PORTLAND — David Lopez is expecting wall-to-wall customers at Treehouse Toys on Exchange Street today, but certainly nothing like the crush of people that big-box retailers see on Black Friday.

“It’s definitely not like Kohl’s or Target or Walmart. Nobody’s going to get injured — hopefully,” said Lopez, the store’s assistant manager and a former big-box employee.

The day after Thanksgiving kicks off the Christmas shopping season. It’s called Black Friday because it’s when retailers expect to turn a profit — in other words get out of the red and into the black.

As many as 152 million people in the United States plan to shop today, Saturday and Sunday, which would be an increase over the 138 million who said they planned to shop last year, according to a National Retail Federation survey.

Efforts are under way across the state to get small retailers like Treehouse Toys a piece of the holiday shopping action. Those include the second annual Small Business Saturday, an initiative created by American Express that has won praise from the Obama administration. Holders of American Express cards can get a $25 credit on their bills when they register and make a purchase of at least that amount at a small business Saturday.

Portland’s Downtown District has added two new initiatives to promote shopping at local retailers. The organization, in conjunction with marketing group Local Thunder, issued Black Friday coupons that can be redeemed at local businesses over the next few days. “Think Outside the Box,” scheduled for the first weekend of December, is an event with performances and demonstrations to promote shopping in the arts district.


Portland’s Downtown District Executive Director Janis Beitzer said she expects local retailers to do at least as well as they did last year.

“People want to support their neighbors, their locally owned businesses,” she said. “People really want that kind of connection with their gift giving.”

The weeks leading to Christmas can have triple the sales of an average week at Longfellow Books, according to Chris Bowe, co-owner of the store off Monument Square.

“It’s an important holiday because it allows you to get through the dreary February, March. Keep a roof over your head. Pay your employees,” he said.

It’s also a time that the store can really shine and win over new customers, he said.

A survey on Maine consumer confidence suggests bad news for the shopping season. Maine consumer sentiment, a composite of several measures, has been falling since it reached a high point in January. That measure suggests that a consumer spending rebound isn’t in the near future, according to Portland-based Market Decisions.

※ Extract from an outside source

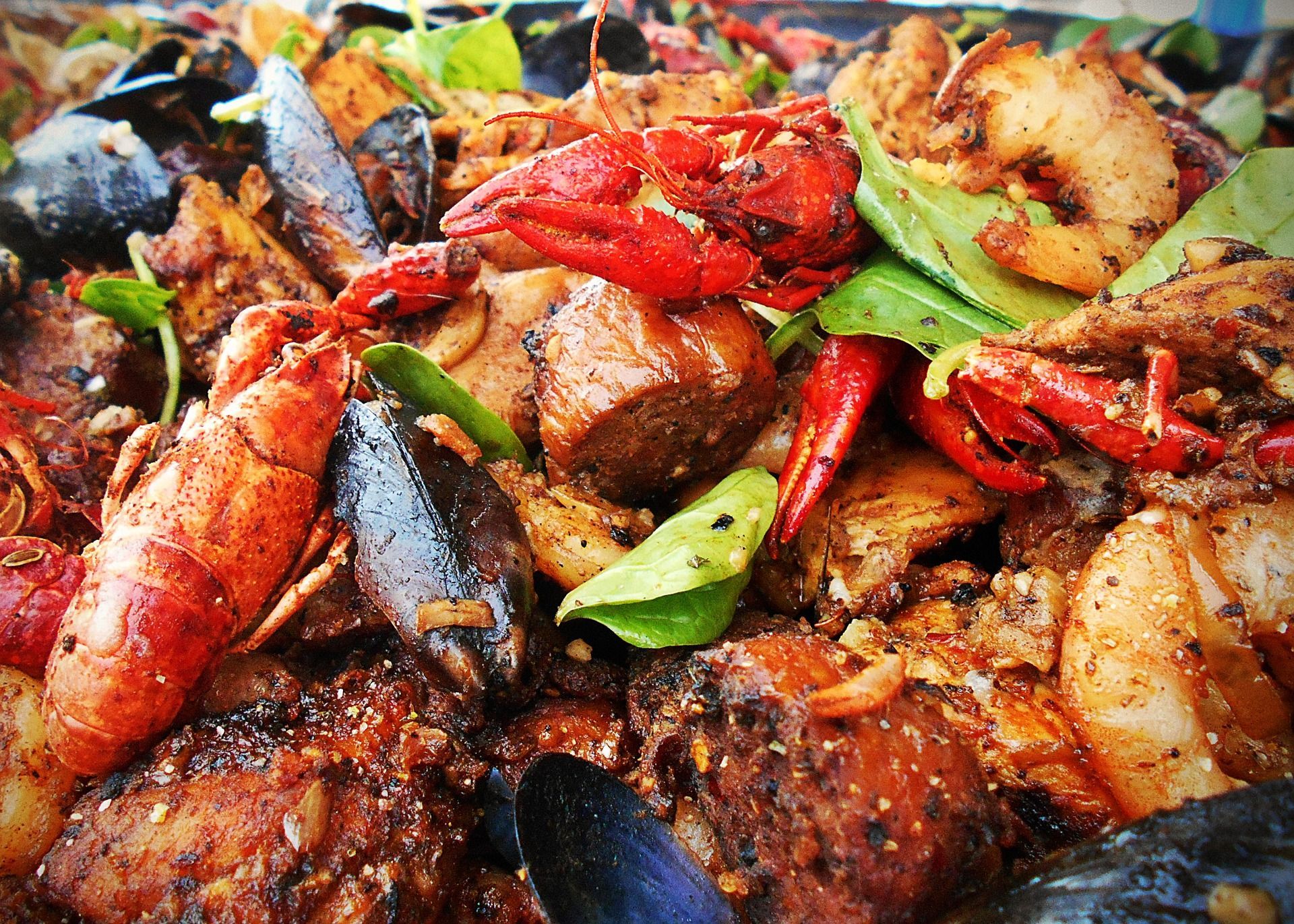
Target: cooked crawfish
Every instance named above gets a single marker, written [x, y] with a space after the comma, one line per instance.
[779, 223]
[192, 554]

The firm also found that in October, 65 percent of respondents expected the national economy to be worse in five years, and 49 percent expected to be worse off themselves. The survey of 400 adult Mainers was conducted Oct. 5-25 and has a margin of error of 4.9 percent.

Curtis Mildner, the firm’s president, believes that people are reacting to what he characterized as government paralysis on the economy and Congressional logjams.

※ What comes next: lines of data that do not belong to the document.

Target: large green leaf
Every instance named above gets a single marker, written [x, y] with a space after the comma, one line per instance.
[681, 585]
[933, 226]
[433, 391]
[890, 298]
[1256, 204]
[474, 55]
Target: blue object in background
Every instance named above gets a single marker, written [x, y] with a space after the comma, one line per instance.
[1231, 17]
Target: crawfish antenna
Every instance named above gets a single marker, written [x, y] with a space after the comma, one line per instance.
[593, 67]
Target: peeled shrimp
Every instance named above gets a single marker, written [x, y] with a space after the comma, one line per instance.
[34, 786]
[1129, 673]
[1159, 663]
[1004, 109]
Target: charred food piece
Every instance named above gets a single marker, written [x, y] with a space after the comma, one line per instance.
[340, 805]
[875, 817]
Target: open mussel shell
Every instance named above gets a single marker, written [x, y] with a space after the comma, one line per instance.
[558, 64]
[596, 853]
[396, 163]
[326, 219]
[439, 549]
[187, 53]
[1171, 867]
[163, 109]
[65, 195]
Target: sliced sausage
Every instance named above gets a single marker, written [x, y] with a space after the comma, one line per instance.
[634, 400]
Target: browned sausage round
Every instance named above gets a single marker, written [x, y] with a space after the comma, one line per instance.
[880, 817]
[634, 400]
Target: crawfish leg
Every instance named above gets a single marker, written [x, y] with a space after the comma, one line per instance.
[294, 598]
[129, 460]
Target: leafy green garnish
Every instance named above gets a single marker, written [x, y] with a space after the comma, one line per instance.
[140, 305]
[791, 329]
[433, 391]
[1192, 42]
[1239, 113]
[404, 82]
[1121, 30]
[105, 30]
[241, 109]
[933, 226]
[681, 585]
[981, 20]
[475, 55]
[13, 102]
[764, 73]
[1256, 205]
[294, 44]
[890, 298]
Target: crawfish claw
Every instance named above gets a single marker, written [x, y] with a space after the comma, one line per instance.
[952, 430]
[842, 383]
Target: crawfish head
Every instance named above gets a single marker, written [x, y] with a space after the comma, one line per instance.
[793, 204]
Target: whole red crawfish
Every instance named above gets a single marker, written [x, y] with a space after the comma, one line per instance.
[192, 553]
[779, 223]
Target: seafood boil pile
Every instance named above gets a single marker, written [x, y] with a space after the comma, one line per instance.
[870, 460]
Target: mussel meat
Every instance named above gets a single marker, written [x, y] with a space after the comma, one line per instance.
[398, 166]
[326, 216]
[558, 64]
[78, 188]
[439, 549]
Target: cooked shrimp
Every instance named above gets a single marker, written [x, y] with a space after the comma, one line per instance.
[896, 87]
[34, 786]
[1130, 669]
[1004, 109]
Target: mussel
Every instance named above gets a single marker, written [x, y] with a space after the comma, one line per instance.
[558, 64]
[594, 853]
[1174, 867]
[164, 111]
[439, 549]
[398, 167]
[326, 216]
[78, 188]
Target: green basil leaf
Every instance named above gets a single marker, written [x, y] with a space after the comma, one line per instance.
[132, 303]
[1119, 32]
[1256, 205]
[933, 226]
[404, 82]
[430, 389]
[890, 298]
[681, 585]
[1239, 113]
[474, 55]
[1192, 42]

“People’s perception of what’s going on with the national economy seems to be making the local economy more gloomy,” he said.

Ken Kantro, the owner of Lovell Designs on Exchange Street, expects the weather to have a bigger impact than what Congress does or does not do. He estimates that Christmas shopping accounts for 20 to 30 percent of his business, which sells jewelry and other decorative objects.

“Ice and heavy snow are much more the enemy than a gridlocked Congress. Yawn,” he said.

Across the street, Edgecomb Pottery manager Steven Anderson said he was expecting a quiet morning as Black Friday die-hards hit the big-box stores. He expects some shoppers to migrate downtown in the afternoon and the serious “buy local” clients to show up Saturday. He said the store relies not on big promotions, but on a loyal clientele.

Those include customers like Nancy Dudley, a bookkeeper who works in Portland and lives in Waterboro. She returned Wednesday to buy a hostess gift that she had spied earlier in the week.

“I avoid the mall. Too many people trying to hunt down a parking place. It’s just mad,” she said. “I usually do pretty well here.”